A recent meeting of brand protection experts has caused much controversy amongst those so called security gurus who think that they have everything wrapped up. Apparently the brain storming session, the topic of which was to remain secret to the attendees right up to entering the door, involved using creative visualisation techniques to broaden the debate surrounding the field of brand protection in corporate America. Attendees were encouraged to dig into the experiences of the past, in order to locate potential threat patterns and experiences of interest to all present and to visualise applying known attack patterns developed in one part of their careers, against completely different areas of their organisation. Someone used their experience as a network security penetration tester to conduct an audit on the risk management procedures of an organisation, in order to dig up serious gaps in the implementation of manufacturing policy, for a tea company based in Holland.
Some of the issues of brand vulnerability that were exposed during this rather lengthy brainstroming session included:
1. What if our brand becomes confused with another brand?
2. What if our competition went to war using various pricing strategies?
3. Who would have an active interest in our brands demise? How could they attack us?

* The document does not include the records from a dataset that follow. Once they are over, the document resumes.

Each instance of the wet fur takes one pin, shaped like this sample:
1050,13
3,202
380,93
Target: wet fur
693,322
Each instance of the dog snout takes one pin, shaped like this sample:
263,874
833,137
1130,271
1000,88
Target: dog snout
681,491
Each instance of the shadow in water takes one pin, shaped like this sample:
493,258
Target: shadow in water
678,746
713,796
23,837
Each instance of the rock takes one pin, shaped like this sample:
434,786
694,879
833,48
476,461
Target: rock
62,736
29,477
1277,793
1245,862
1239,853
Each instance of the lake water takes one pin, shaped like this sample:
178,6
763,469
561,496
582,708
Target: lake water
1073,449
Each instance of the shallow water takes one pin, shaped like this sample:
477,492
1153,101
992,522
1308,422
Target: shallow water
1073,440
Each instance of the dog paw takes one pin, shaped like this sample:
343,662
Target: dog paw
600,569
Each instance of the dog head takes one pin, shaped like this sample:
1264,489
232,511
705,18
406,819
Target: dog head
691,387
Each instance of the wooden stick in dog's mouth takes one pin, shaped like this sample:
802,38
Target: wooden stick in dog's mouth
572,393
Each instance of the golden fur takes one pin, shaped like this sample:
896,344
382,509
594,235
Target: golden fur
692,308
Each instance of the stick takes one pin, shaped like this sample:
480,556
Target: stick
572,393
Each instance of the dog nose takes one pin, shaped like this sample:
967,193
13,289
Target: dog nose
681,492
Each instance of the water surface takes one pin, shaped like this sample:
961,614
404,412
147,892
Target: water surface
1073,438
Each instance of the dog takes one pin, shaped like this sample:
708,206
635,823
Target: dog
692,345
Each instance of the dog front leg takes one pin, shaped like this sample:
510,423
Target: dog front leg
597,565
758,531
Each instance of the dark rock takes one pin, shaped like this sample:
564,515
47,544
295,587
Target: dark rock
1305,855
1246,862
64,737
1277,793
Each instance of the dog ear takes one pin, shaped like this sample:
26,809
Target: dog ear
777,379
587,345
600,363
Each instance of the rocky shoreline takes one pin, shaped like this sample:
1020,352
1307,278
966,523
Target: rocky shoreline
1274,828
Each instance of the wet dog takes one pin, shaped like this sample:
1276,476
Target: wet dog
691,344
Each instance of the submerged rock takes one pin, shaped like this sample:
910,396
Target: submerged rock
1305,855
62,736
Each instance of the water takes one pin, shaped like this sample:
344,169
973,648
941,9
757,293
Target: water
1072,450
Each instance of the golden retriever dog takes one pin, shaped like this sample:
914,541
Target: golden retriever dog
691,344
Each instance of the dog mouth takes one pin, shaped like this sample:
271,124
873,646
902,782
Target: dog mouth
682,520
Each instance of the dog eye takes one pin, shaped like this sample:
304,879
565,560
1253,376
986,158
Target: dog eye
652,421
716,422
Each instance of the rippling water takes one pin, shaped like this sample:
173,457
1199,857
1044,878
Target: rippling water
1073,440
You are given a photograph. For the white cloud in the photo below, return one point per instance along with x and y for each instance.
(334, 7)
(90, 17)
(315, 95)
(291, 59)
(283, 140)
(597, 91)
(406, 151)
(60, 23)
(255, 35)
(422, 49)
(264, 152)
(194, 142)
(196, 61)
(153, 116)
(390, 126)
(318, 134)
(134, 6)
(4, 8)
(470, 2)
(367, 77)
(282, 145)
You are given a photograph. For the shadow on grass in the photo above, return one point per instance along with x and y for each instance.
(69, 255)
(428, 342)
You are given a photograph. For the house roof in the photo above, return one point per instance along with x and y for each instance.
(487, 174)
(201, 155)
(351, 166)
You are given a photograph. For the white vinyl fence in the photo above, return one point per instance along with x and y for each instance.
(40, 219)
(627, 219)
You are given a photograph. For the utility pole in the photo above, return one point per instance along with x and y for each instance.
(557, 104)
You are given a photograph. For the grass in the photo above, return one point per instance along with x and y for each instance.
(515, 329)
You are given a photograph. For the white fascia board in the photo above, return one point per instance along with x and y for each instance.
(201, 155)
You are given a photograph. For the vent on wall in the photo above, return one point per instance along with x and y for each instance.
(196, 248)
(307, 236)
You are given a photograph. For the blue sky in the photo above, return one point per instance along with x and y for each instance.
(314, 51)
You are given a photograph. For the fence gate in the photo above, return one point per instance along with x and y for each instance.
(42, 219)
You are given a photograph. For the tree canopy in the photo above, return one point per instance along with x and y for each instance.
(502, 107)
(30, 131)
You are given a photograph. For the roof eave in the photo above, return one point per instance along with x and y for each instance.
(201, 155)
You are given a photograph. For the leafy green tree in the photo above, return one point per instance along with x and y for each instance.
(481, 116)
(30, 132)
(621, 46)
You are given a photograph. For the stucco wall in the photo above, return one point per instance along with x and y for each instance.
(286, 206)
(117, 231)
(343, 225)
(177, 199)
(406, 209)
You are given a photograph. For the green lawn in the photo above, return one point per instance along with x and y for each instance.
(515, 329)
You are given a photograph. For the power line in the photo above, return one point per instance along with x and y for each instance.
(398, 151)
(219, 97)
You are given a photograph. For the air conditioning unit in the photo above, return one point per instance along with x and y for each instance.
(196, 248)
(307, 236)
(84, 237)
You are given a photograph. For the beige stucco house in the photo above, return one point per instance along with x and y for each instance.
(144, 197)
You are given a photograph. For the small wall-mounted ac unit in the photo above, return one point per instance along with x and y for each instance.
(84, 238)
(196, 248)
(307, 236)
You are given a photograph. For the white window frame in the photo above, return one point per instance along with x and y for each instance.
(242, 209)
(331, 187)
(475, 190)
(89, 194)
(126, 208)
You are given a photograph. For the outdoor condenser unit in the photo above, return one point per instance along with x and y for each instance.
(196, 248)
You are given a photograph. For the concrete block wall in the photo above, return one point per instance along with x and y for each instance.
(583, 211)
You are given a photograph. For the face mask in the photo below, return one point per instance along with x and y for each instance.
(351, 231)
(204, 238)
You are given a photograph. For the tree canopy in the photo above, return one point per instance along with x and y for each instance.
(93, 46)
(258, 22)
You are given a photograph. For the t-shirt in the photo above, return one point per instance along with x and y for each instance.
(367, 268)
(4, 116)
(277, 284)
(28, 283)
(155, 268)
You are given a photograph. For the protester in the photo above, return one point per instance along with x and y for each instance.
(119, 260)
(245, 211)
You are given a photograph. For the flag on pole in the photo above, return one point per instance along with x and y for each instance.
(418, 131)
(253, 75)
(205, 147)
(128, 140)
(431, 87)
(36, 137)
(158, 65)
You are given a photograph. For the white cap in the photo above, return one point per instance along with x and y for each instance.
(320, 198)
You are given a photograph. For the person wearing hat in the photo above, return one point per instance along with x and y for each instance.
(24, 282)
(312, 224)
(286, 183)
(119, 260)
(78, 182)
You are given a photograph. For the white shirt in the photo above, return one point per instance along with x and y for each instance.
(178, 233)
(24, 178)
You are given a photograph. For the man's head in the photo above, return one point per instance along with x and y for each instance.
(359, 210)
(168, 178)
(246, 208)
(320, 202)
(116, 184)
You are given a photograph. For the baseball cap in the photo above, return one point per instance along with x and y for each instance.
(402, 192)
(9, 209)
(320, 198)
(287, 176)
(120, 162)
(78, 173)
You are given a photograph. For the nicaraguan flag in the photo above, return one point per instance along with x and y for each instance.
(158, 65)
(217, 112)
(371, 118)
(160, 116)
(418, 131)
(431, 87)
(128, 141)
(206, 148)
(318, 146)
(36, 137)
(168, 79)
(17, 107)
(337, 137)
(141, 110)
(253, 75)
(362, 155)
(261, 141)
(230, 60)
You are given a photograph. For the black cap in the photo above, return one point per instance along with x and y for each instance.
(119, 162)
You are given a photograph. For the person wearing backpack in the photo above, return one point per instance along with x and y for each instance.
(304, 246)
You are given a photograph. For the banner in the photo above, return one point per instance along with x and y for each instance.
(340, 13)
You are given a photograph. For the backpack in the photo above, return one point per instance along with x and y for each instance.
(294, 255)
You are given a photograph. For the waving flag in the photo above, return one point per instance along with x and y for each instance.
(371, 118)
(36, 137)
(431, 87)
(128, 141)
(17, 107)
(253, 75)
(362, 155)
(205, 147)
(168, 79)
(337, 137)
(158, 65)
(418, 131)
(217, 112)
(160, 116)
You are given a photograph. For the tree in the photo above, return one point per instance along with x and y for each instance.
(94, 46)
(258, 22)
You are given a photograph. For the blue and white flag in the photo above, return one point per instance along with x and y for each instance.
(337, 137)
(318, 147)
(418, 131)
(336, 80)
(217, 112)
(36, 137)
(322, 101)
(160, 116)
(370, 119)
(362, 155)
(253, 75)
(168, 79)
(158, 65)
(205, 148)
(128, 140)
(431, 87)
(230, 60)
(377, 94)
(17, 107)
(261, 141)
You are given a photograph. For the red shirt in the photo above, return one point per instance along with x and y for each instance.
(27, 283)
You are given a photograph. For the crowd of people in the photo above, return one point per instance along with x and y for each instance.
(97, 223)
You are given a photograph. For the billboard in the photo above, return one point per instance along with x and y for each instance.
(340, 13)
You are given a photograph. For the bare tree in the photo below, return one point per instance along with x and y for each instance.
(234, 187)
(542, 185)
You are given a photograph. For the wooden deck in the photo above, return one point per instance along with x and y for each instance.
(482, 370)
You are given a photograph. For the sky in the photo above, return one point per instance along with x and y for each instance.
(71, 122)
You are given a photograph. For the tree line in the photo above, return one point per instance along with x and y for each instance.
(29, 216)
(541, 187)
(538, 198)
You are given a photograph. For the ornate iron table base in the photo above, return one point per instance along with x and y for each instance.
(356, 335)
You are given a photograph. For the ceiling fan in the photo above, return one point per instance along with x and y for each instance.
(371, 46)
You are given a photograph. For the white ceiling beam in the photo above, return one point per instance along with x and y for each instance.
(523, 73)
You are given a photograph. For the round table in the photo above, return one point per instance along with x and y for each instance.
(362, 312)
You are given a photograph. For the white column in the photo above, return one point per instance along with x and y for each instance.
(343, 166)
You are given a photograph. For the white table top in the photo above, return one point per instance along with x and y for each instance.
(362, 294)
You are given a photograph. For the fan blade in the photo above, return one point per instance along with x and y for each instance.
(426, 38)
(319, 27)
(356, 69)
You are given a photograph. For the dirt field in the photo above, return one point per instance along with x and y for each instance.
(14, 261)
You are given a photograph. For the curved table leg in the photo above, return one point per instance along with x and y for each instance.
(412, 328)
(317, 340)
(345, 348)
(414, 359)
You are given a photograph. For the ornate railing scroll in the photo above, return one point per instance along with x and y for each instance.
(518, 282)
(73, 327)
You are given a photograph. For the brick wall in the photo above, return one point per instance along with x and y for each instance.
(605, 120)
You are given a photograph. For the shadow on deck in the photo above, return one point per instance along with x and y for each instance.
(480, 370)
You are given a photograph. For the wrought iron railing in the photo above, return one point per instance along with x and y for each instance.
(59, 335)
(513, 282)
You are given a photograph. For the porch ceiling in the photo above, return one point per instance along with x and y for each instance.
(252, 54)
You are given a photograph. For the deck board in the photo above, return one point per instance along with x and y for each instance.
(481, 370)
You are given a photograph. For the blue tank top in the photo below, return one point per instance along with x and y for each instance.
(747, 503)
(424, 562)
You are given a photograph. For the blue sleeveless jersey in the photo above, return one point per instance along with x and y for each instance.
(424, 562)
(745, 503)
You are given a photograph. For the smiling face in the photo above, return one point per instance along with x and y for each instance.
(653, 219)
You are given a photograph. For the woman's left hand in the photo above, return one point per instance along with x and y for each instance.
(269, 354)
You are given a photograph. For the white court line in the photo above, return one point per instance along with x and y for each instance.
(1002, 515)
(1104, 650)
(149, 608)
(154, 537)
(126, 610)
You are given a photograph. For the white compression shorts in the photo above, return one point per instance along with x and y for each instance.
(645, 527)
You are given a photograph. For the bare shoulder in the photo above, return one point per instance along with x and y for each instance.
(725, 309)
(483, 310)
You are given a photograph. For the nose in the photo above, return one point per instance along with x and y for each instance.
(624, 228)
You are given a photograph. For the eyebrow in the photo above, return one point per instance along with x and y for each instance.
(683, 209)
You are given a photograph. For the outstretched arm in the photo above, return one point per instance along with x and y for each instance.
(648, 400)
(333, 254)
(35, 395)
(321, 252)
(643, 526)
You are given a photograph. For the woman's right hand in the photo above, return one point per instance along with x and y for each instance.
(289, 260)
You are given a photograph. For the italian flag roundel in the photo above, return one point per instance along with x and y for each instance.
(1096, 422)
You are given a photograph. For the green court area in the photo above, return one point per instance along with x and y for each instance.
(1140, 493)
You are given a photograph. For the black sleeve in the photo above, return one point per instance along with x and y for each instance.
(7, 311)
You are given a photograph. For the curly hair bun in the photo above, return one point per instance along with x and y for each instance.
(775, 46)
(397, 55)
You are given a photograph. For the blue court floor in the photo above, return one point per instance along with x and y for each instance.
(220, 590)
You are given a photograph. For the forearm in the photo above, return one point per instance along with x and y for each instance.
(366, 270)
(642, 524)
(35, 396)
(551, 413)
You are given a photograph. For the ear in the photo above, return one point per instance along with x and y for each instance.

4. What information don't we want our staff to disclose?
5. Do our products or services have racial or religious connotations?
6. Could we be attacked as an animal rights abuser?
7. Are we involved with any partnerships where our reputation could be at risk?
8. Are we involved with any markets in regions where economic viability might take a downturn?
9. Are we especially vulnerable to disruptive innovators?
10. Are we exposed to risk through poor transmission errors?
11. Are we exposed by non-compliance to legislation, such as health & safety issues?
12. Where are we especially vulnerable to hackers?
In fact the list ran to over 5000 different issues of potential brand vulnerability, in 30 distinct categories and will be published in due course.
Entitled "Whatif Brainstorming Brand Vulnerability".